Le 28 novembre dernier, le Parlement a opté pour un “package-deal” qui satisfait les intérêts des différents blocs parlementaires. Tous? Non, puisque 47 des 98 députés présents dans l’hémicycle se sont opposés au scrutin. Celui-ci a permis la prorogation, pour un an, du mandat du commandant en chef de l’armée, Joseph Aoun, mais aussi de ceux des chefs des appareils sécuritaires ainsi que de tous les officiers détenant le grade de général de brigade ou supérieur.
Favorables à la reconduction du seul commandant en chef de l’armée, ces 47 députés ont dit non à la conclusion d’un marché qui ne reflète en aucun cas la volonté commune. À première vue, le scrutin qui s’est soldé par par 51 voix pour et 47 contre, pourrait laisser croire à une division profonde au sein des élus. Or, une analyse plus fine de la situation révèle que ce vote, tel qu’il a été organisé, ne traduit pas fidèlement le soutien dont bénéficie le général Joseph Aoun, figure unanimement respectée et pilier de la stabilité nationale. Sous sa direction, l’armée reste l’une des rares voire seules institutions du pays à bénéficier d’une confiance unanime dans une société profondément divisée. Cette confiance s’étend à son commandant en chef, dont le rôle dépasse largement celui d’un simple chef militaire. Symbole d’unité et de résilience pour un pays en quête de stabilité, l’actuel commandant, dont le mandat a été renouvelé pour la seconde fois (la première datant de 2023), a su maintenir la cohésion des forces armées malgré des défis sécuritaires, politiques, économiques et sociaux sans précédent.
Un vote biaisé par une approche globale
Malgré des discussions préalables entre députés pour unifier le texte et quand bien même plusieurs propositions de lois avaient préalablement été avancées par différents blocs parlementaires, dont les Forces libanaises (FL), la Modération nationale et le Renouveau, seules deux versions de la loi ont été soumises au vote. La première concerne uniquement les chefs sécuritaires; la seconde comprend tous les généraux de brigade et les officiers de rang supérieur. C’est cette dernière qui a été adoptée par 51 députés, dont notamment ceux du Hezbollah, du mouvement Amal, de l’Entente nationale et des “anciens” du Courant patriotique libre (CPL). Y ont opposé leur veto les FL, les Kataëb, la Modération nationale, le Renouveau et le Parti socialiste progressiste (PSP) qui, eux, n’ont pas réussi à unifier les différentes propositions de loi élaborées dans ce sens.
Le scrutin du 28 novembre n’a donc pas permis aux députés de se prononcer séparément sur les différentes prorogations.

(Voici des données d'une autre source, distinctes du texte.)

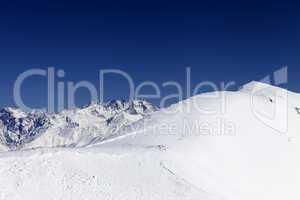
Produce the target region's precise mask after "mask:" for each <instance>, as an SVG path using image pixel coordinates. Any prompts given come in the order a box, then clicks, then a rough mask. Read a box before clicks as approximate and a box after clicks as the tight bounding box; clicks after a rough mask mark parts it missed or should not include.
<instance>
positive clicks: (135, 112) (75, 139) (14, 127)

En regroupant dans un même vote la reconduction du commandant en chef de l’armée et celle des chefs des autres appareils sécuritaires et brigadiers, les parlementaires se sont retrouvés face à un choix binaire, qui ne leur permettait pas d’exprimer une position distincte sur chaque volet. Si le vote avait porté uniquement sur le renouvellement du mandat du général Joseph Aoun, le résultat aurait sans doute été bien différent. De nombreux députés favorables à sa prorogation ont exprimé des réserves sur d’autres aspects de la proposition globale, ce qui les a poussés à voter contre l’ensemble de la proposition.
Si le résultat du vote du Parlement ne traduit pas fidèlement le soutien apporté au commandant en chef de l’armée, il met néanmoins en lumière la nécessité de réformes des processus décisionnels, qui devraient s’orienter vers plus de transparence et une meilleure représentativité.